Devices connected to the Internet are called nodes . Nodes that are computers are called hosts . Each node or host is identified by at least one unique number called an Internet address or an IP address. Most current IP addresses are four bytes long; these are referred to as IPv4 addresses. However, a small but growing number of IP addresses are 16 bytes long; these are called IPv6 addresses. (4 and 6 refer to the version of the Internet Protocol, not the number of the bytes in the address.) Both IPv4 and IPv6 addresses are ordered sequences of bytes, like an array. They aren't numbers , and they aren't ordered in any predictable or useful sense.
An IPv4 address is normally written as four unsigned bytes, each ranging from 0 to 255, with the most significant byte first. Bytes are separated by periods for the convenience of human eyes. For example, the address for hermes .oit.unc.edu is 22.214.171.124. This is called the dotted quad format.
An IPv6 address is normally written as eight blocks of four hexadecimal digits separated by colons. For example, at the time of this writing, the address of www.ipv6.com.cn is 2001:0250:02FF:0210:0250:8BFF:FEDE:67C8 . Leading zeros do not need to be written. Thus, the address of www.ipv6.com.cn can be written as 2001:250:2FF:210:250:8BFF:FEDE:67C8 . A double colon , at most one of which may appear in any address, indicates multiple zero blocks. For example, FEDC:0000:0000:0000:00DC:0000:7076:0010 could be written more compactly as FEDC::DC:0:7076:10 . In mixed networks of IPv6 and IPv4, the last four bytes of the IPv6 address are sometimes written as an IPv4 dotted quad address. For example, FEDC:BA98:7654:3210:FEDC:BA98:7654:3210 could be written as FEDC:BA98:7654:3210:FEDC:BA98:126.96.36.199 . IPv6 is only supported in Java 1.4 and later. Java 1.3 and earlier only support four byte addresses.

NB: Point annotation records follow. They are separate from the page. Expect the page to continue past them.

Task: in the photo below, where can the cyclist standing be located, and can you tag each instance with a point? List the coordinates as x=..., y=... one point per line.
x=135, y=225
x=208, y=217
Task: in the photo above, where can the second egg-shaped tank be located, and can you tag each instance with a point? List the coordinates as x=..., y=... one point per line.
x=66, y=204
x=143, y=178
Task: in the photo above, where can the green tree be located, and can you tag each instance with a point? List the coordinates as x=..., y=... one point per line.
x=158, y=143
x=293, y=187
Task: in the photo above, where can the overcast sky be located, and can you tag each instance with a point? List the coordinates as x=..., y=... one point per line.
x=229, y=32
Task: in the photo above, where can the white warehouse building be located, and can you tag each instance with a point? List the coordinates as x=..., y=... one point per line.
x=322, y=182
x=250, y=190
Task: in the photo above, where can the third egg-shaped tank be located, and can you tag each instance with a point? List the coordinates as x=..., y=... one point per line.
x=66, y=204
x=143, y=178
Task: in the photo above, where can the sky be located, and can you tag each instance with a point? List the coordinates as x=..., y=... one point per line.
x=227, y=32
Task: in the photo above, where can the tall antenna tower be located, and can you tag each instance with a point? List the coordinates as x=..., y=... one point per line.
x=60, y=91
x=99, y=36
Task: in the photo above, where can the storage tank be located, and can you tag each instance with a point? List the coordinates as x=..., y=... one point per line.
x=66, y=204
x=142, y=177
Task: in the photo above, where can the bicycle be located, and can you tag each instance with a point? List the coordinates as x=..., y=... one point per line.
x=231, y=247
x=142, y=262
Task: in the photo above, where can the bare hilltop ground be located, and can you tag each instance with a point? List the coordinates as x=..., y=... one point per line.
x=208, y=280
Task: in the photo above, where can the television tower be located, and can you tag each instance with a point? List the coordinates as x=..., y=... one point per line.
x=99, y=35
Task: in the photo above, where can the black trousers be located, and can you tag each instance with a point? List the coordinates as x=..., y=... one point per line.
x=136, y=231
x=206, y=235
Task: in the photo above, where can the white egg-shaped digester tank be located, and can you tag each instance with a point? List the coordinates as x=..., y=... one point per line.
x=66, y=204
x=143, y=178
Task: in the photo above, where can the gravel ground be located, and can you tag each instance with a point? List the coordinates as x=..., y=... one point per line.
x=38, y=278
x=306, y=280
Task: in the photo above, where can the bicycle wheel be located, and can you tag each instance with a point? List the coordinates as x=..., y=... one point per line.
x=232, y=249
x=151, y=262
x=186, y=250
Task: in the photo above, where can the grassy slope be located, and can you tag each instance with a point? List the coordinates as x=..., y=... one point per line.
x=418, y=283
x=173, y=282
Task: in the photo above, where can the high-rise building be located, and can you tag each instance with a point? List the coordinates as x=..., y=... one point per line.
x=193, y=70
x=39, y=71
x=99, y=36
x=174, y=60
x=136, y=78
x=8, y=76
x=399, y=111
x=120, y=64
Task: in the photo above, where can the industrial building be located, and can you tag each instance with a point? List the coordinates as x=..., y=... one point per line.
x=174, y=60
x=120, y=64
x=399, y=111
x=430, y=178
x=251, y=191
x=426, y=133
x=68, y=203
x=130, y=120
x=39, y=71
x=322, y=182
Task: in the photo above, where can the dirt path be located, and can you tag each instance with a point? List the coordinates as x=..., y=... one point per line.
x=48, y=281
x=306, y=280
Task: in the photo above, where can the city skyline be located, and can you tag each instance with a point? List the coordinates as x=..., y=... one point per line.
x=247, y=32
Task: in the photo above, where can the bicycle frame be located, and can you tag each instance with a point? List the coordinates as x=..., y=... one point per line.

IP addresses are great for computers, but they are a problem for humans , who have a hard time remembering long numbers. In the 1950s, it was discovered that most people could remember about seven digits per number; some can remember as many as nine, while others remember as few as five. ("The Magic Number Seven, Plus or Minus Two: Some Limits on Our Capacity for Processing Information," by G. A. Miller, in the Psychological Review , Vol. 63, pp. 81-97.) This is why phone numbers are broken into three- and four-digit pieces with three-digit area codes. Obviously, an IP address, which can have as many as 12 decimal digits, is beyond the capacity of most humans to remember. I can remember about two IP addresses, and then only if I use both daily and the second is on the same subnet as the first.

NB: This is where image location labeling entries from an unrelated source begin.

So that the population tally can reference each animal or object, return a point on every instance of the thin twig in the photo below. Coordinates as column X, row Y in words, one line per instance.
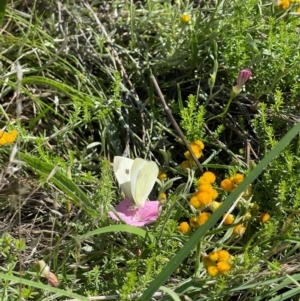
column 176, row 126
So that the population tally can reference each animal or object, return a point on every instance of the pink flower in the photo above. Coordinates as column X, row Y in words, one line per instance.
column 243, row 76
column 140, row 216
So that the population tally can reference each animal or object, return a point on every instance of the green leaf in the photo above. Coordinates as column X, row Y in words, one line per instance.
column 119, row 228
column 61, row 181
column 2, row 10
column 44, row 287
column 197, row 236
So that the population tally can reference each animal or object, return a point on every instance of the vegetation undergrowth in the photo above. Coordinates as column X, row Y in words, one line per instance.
column 77, row 90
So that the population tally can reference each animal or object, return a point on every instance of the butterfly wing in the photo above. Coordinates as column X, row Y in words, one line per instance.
column 143, row 177
column 122, row 170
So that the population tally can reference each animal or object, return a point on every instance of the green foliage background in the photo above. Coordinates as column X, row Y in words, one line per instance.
column 75, row 83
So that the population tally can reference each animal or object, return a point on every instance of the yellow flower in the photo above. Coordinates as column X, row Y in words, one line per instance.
column 204, row 198
column 162, row 175
column 223, row 255
column 213, row 206
column 239, row 230
column 237, row 179
column 203, row 217
column 264, row 217
column 195, row 149
column 187, row 164
column 206, row 187
column 185, row 18
column 214, row 194
column 247, row 193
column 213, row 271
column 211, row 178
column 226, row 185
column 247, row 216
column 162, row 197
column 284, row 4
column 213, row 256
column 194, row 222
column 184, row 228
column 199, row 144
column 229, row 219
column 8, row 138
column 195, row 202
column 223, row 267
column 207, row 262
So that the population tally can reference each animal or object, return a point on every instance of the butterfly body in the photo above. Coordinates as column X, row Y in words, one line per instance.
column 135, row 177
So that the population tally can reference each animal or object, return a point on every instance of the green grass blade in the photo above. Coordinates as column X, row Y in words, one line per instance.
column 197, row 236
column 61, row 181
column 119, row 228
column 170, row 292
column 41, row 286
column 2, row 10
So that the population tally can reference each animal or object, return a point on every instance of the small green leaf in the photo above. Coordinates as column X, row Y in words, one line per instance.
column 61, row 181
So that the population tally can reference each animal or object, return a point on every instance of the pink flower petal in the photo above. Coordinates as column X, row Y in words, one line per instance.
column 140, row 216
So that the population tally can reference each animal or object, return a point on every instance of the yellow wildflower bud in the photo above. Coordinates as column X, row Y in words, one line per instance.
column 239, row 230
column 162, row 197
column 204, row 198
column 207, row 262
column 203, row 217
column 195, row 202
column 185, row 18
column 184, row 228
column 213, row 256
column 227, row 185
column 264, row 217
column 162, row 175
column 223, row 267
column 223, row 255
column 211, row 178
column 194, row 222
column 213, row 271
column 247, row 193
column 213, row 206
column 229, row 219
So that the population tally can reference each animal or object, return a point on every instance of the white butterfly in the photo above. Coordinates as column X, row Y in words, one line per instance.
column 136, row 178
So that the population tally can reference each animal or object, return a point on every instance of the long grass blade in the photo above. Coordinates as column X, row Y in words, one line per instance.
column 61, row 181
column 197, row 236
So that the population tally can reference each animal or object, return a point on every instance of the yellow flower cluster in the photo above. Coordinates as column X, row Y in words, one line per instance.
column 197, row 148
column 185, row 18
column 264, row 217
column 184, row 228
column 205, row 193
column 8, row 138
column 195, row 222
column 162, row 175
column 284, row 4
column 231, row 183
column 217, row 262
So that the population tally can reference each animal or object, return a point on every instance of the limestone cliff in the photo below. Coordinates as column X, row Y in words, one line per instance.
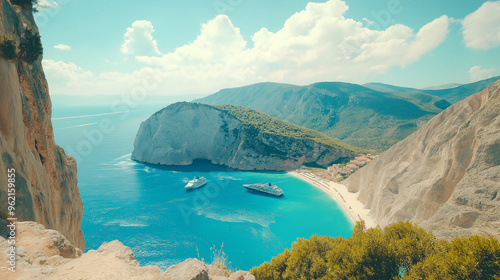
column 445, row 176
column 46, row 184
column 47, row 254
column 183, row 132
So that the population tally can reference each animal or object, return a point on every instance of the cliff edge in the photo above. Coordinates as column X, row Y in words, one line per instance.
column 445, row 176
column 46, row 183
column 234, row 136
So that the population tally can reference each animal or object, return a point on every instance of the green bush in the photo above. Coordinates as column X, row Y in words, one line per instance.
column 8, row 47
column 30, row 47
column 399, row 251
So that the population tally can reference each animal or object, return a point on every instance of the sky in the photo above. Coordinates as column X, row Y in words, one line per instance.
column 170, row 48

To avoid the need to carry around Rolodexes full of IP addresses, the Internet's designers invented the Domain Name System (DNS). DNS associates hostnames that humans can remember (such as hermes.oit.unc.edu ) with IP addresses that computers can remember (such as 188.8.131.52). Most hosts have at least one hostname. An exception is made for computers that don't have a permanent IP address (like many PCs); because these computers don't have a permanent address, they can't be used as servers and therefore don't need a name, since nobody will need to refer to them.
| || |
Colloquially, people often use "Internet address" to mean a hostname (or even an email address). In a book about network programming, it is crucial to be precise about addresses and hostnames. In this book, an address is always a numeric IP address, never a human-readable hostname.
Some machines have multiple names. For instance, www.ibiblio.org and helios.metalab.unc.edu are really the same Linux box in Chapel Hill. The name www. ibiblio .org really refers to a web site rather than a particular machine. In the past, when this web site moved from one machine to another, the name was reassigned to the new machine so it always pointed to the site's current server. This way, URLs around the Web don't need to be updated just because the site has moved to a new host. Some common names like www and news are often aliases for the machines providing those services. For example, news.speakeasy.net is an alias for my ISP's news server. Since the server may change over time, the alias can move with the service.
On occasion, one name maps to multiple IP addresses. It is then the responsibility of the DNS server to randomly choose machines to respond to each request. This feature is most frequently used for very high traffic web sites, where it splits the load across multiple systems. For instance, www.oreilly.com is actually two machines, one at 184.108.40.206 and one at 220.127.116.11.
Every computer connected to the Internet should have access to a machine called a domain name server , generally a Unix box running special DNS software that knows the mappings between different hostnames and IP addresses. Most domain name servers only know the addresses of the hosts on their local network, plus the addresses of a few domain name servers at other sites. If a client asks for the address of a machine outside the local domain, the local domain name server asks a domain name server at the remote location and relays the answer to the requester.
Most of the time, you can use hostnames and let DNS handle the translation to IP addresses. As long as you can connect to a domain name server, you don't need to worry about the details of how names and addresses are passed between your machine, the local domain name server, and the rest of the Internet. However, you will need access to at least one domain name server to use the examples in this chapter and most of the rest of this book. These programs will not work on a standalone computer. Your machine must be connected to the Internet.